Settling on 1999 as the title and location of the web series was part of the challenge.
“We just went through all the years from BC 400 to now, put them up on a wall and tried to find the funniest year,” Kelly says.
“So 1947 was particularly funny, while 1958 was the least funny year, not because anything particularly horrible happened, there was just not much funny about it – it was very bland.”
There was something just particularly amusing about 1999.
“Like genuinely for a little bit of time everyone had this niggling thought that computers were going to eat people,” Kelly says.
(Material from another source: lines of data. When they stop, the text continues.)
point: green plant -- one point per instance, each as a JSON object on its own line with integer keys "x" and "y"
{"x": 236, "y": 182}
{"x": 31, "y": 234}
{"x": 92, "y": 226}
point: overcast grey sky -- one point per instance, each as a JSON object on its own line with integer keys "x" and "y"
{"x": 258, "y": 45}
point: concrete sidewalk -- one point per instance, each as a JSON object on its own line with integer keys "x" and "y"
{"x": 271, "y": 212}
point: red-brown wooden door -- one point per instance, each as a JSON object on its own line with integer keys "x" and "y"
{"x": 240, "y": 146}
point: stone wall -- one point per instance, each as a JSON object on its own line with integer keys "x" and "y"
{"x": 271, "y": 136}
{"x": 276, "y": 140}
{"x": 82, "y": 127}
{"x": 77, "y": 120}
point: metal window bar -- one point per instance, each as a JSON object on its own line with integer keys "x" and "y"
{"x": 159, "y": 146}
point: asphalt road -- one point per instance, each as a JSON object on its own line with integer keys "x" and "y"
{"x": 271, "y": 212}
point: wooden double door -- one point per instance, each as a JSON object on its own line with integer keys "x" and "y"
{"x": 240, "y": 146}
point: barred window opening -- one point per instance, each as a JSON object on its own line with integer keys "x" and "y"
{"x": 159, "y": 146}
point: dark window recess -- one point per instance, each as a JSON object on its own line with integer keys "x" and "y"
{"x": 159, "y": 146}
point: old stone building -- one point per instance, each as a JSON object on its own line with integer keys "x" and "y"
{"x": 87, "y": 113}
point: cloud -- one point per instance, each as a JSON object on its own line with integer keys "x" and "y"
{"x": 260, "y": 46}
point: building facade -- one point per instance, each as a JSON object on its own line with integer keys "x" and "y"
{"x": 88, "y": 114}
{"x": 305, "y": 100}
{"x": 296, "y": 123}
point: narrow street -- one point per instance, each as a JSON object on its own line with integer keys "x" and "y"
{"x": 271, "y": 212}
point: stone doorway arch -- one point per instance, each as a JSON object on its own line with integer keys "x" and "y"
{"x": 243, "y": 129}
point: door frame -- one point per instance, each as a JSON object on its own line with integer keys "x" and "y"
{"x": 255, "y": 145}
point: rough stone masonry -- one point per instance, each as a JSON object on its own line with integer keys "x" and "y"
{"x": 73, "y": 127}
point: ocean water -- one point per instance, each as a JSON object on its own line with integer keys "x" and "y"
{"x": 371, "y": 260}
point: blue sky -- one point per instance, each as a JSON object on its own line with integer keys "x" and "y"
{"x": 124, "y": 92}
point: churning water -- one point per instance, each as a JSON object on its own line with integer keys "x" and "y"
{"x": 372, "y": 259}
Bonnano says it’s the first time Aunty Donna have created a series around a particular theme. Meaning that while there’s no real narrative through-line between the 10 different sketches, they are set in this late 90s world.
“We just wanted to give the whole thing a similar aesthetic,” he says. “We all chose 1999, because we’re all kids of the 90s and we love that era so much and that idea that Y2K was coming, it was an interesting place to set sketches around.”
The sketches range from songs, similar to the viral video Bikie Wars the Musical, to ideas that escalate (“we apologise in advance,” Kelly says) and more.
While Aunty Donna are killing it on the comedy scene, with a live national tour kicking off in March, Bonnano admits none of them come from a comedy or “stand-up” background.
“We all come from an acting background and comedy was just something we really loved,” he says. “We usually say, we’re performers first and writers second.”
Aside from the onscreen faces of Aunty Donna – Bonnano, Kelly and Zach – behind the scenes there’s also composer Tom Armstrong, director Max Miller and co-writer Sam Lingham.
The guys first met while studying in drama school at the University of Ballarat, where they naturally gravitated toward all the roles that made people laugh.
Aspirations moved from Shakespeare into pure comedy and they spent a year brainstorming if Aunty Donna could actually work.
Their plan was to get a television show the same way their idols had – doing a live show that gets noticed by a producer, who develops an idea with you that you then pitch to a network.
But what their comedy idols didn’t have, was YouTube.
“We came to have a following on YouTube pretty much by accident,” Kelly says.
“Very early on we put up some stuff on YouTube and the response was so supportive and so clearly hungry for good content that it fundamentally shifted the way we thought about what we were doing.”
It meant weeks were spent working full-time, while weekends were for rehearsing or creating sketches.
“We’ve been doing it for four and a half years now while working full time,” Kelly says, adding, “It’s been a big slog but a fun slog”.
And it’s paying off.
Kelly says it’s still crazy to think fans are buying tickets to their lives shows, purely based on the fact they’ve watched all their sketches online and liked them.
“I often think how lucky we are that we got to be in this generation where we’ve been able to make our following pretty much thanks to YouTube and thanks to guys like Screen Australia,” he says.
“We got to make our channel and our fan-base purely by doing what we like. We didn’t have to please any executives, we didn’t have to go tick any boxes. We wrote what we thought was funny and then people who like our sense of humour supported it.
Bonnano agrees, adding that it also means they can immediately connect with fans no matter where they are in the world.
“We put up a video and a big thing that we try to do is always respond directly to our fan-base with anyone that wants to reach out to us,” he says.
“It’s amazing to be able to do that, because that’s how you cultivate fans as opposed to cashable watches.”
Episode 1 of 1999 is out now on YouTube, with a new episode releasing every week for the next nine weeks.